In spite of his superior height, Owens probably is not going to play center in college. He's roughly 30 pounds too light for that role.
"He's 215 pounds," Harrison said. "He's a stretch 4 (power forward) who can play the 5 (post) because he's so athletic. He would definitely benefit from being a stretch 4 but he can get it done, playing 4 or 5."
Although Harrison's slender build limits his ability to bang around the basket, it apparently enhances his ability to defend away from the basket.
"He moves well enough to cover a guard on the perimeter," Harrison said. "He's agile enough to cover space. He wouldn't be lost. He can guard the post but he can guard a 3 (small forward) if need be."
The coach said Owens averaged "about 15 points, about 10 rebounds and 4½ blocks" last season. Asked to pinpoint Owens' best game, Harrison paused thoughtfully before responding.
"I can't really pick one," the coach finally said. "He did it night in and night out. He just dominated."
The offensive and defensive schemes Mt. Zion Prep played last season should help prepare Owens for college ball. Offensively, he can play facing the basket or with his back to it. Defensively, he has the length to excel in zone and the agility to excel in man to man.
"We played four out/one in, so he got a chance to play away from the basket some," Harrison said. "And we mostly played man to man.
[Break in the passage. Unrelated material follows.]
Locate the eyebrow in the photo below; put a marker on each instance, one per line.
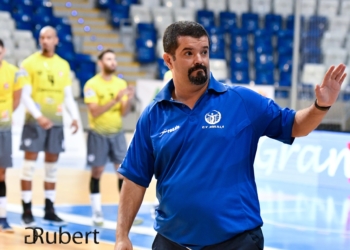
(204, 47)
We did a little matchup zone but with the athletes I had this year I didn't have to play much zone."
Owens complements his superior height and quickness with some impressive hops.
"At 6-10½ he has probably a 35-inch vertical (jump)," Harrison said. "He's going to be a lot more athletic than most 5s because he's not 245 pounds. That's why I think he's a better fit as a stretch 4 than a 5."
Owens spent his senior season of high school at St. Vincent Pallotti in Laurel, Md., He committed to Ohio U last June, saying no to Temple, Georgetown, Cincinnati, Virginia Tech, Miami and Rhode Island. He wound up at Mt. Zion Prep in 2013-14, however, where both his frame and his reputation experienced growth spurts. He was rated America's No. 99 prospect by Scout at one time but is not currently in the top 100.
In addition to evolving into an outstanding athlete, Owens has matured into a solid citizen.
"He's a perfect gentleman," Harrison said. "He's no trouble, a great kid who works hard. He went through a little bit as a youngster but he's had no problems here at all."